Появление такого количества огнестрельного оружия было заслугой остальной части племени, этих семи или восьми тысяч женщин, стариков и детей. Со страстью и неугасающим трудолюбием, также невиданным среди других племен, эти невоеннообязанные взялись за тяжелое дело выращивания земляных орехов. Они знали, что судьба племени зависит от них в той же мере, что и от воинов. Это была работа лихорадочная, но разумная и умелая, и она всегда давала обильные плоды. Островерхие хижины наполнялись ценным продуктом, с побережья прибывали купцы, которые вели оживленный обмен ружей на орехи.
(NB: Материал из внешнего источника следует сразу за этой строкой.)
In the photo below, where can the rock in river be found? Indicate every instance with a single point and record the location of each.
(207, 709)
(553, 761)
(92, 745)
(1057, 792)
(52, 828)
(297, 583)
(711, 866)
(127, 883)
Таким образом, изобретательные кониаги с самого начала создали неплохую материальную базу, которая обеспечила им эффективное вооружение.
И они выиграли, защитили себя. Даже грозный Альфа Яия не сладил с ними. Из вылазок против кониаги он возвращался в Лабе с пустыми руками, без добычи, без рабов. Французы пока во всем ему способствовали, предоставили ему полную свободу действий — ничто не помогло, он не покорил этого замечательного племени.
А кониаги? Они, успешно сопротивляясь африканским захватчикам, предполагали также уберечься от европейских агрессоров. Когда около 1900 года французы водворились в Юкункуне, кониаги не признали их господства и отказались платить им подати, а также поставлять бесплатных рабочих для общественных работ. В глазах владельцев колонии это было равносильно бунту, поэтому они послали отряд солдат, чтобы поучить наглецов уму-разуму. Но у кониаги было настоящее оружие, и они перебили в Итиу весь отряд.
Поэтому из Конакри была отправлена новая карательная экспедиция, которая в марте 1904 года достигла владений кониаги и сделала свое дело. Племя боролось отчаянно, с неудержимым мужеством, но снова лучшее оружие взяло верх: артиллерия и скорострельные карабины разгромили кремневые ружья. После двухдневного смертоубийственного сражения остатки сгруппированных в боевые десятки воинов кониаги сдались: уже не было сил и боеприпасов. Кониаги были вынуждены сдать победителям все огнестрельное оружие, и тогда ошеломленные французы насчитали тысячу восемьсот ружей, отобранных у покоренных.
Так племя кониаги попало под иго колонизаторов.